W. B. Yeats once said that he distrusted the self-complacency of those whom
Velasquez painted, preferring "the hungry medieval' speculation that had
worn the faces painted by El Greco". Schools could well have that
preference, too ; they should combine security and risk, youth and age,
knowledge and experiment. Only so may wisdom -or religious truth, to use the
language of our forefathers -be found. "Sapere Aude" was the splendid Horatian Motto of Hugh
Oldham, Bishop of Exeter, who founded Manchester Grammar School - Dare to be
wise ; take the risks and make the experiments without which there is no
wisdom, only common sense. John Gough, writing in old age at his desk in the
original school on Prospect Hill, had much the same thought. George Fox, he
said towards the end of the Introduction to his `History of the People
called Quakers', was endowed with a power not learned from any academic
study or philosophical system, but from "the language of experience", from
"an acquaintance with himself". Such self-knowledge, though it cannot be
part of a syllabus, or measured, or perhaps even recognised, is the ultimate
concern of human beings and therefore of schools, whether in 1774 or 1974.

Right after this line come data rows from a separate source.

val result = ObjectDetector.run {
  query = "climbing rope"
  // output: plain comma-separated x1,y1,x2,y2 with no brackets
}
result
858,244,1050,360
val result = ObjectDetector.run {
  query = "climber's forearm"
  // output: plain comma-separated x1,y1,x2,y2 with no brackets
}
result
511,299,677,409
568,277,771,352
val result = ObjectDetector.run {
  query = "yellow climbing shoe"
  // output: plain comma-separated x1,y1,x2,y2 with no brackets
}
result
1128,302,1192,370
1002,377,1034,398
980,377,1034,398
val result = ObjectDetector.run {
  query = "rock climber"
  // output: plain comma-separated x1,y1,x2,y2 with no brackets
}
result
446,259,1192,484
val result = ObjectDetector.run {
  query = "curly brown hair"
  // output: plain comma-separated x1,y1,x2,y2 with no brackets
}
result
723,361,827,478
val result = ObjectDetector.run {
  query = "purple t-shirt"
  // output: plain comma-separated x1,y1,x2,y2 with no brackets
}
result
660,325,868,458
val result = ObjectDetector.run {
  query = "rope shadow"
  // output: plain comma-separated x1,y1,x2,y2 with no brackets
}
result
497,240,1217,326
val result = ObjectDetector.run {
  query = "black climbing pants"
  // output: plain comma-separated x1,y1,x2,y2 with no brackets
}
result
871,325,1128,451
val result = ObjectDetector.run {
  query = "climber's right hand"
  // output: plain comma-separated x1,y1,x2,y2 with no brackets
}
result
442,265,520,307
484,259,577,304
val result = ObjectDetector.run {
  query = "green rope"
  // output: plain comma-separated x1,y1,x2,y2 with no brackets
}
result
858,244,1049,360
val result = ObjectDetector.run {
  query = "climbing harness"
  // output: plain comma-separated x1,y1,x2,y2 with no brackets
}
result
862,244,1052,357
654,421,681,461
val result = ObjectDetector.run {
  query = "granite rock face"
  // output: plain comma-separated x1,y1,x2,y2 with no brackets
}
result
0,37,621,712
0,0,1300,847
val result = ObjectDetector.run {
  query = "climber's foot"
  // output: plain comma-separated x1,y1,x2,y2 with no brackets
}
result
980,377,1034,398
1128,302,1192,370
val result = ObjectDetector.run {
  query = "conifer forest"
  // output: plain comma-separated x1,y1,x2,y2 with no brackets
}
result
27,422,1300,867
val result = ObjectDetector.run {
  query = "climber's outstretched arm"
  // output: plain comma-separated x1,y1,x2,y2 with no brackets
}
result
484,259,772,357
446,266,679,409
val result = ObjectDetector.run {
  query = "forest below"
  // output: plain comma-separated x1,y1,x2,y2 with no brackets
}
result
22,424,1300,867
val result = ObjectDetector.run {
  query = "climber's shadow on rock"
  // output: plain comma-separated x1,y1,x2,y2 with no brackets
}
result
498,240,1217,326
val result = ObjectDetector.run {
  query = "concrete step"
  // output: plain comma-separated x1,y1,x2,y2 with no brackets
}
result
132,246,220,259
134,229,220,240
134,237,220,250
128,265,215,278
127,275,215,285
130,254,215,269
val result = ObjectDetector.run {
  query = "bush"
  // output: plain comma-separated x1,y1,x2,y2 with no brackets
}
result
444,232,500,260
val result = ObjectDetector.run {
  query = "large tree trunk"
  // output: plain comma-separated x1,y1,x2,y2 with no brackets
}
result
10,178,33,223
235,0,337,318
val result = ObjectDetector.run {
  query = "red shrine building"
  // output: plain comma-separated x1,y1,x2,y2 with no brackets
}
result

It is the link between us and our founders.
So we may in conclusion see again Bulmer Hobson, towards the end of Joseph
Radley's long reign and in what must have seemed the hey-day of Empire and
Victorian certainty, punished for an offence he did not commit. Well, it
wasn't fair, thought the young boy, but it was school life ; he would have
to bear it. `Bulmer', said the strict but just Charles Benington a day or so
later, `I punished you unfairly. I am sorry'. As he re-lived the scene more
than seventy years later, Bulmer's great white head shook gently and the
unseeing eyes registered vividly the distant event. `Just think', he said,
who was only a month from his own death, `Just think : that he should
apologise to me, a mere slip of a lad !' His tone softened into a kind of
wonderment. "Aye.... I can see it now . . ." a pause as he searched for the
right words . . . "clearer than this room when I could see it.... You know,
you learn things at school . . . things you never forget . . . ah, well ...
it was like home on Prospect Hill. . . .".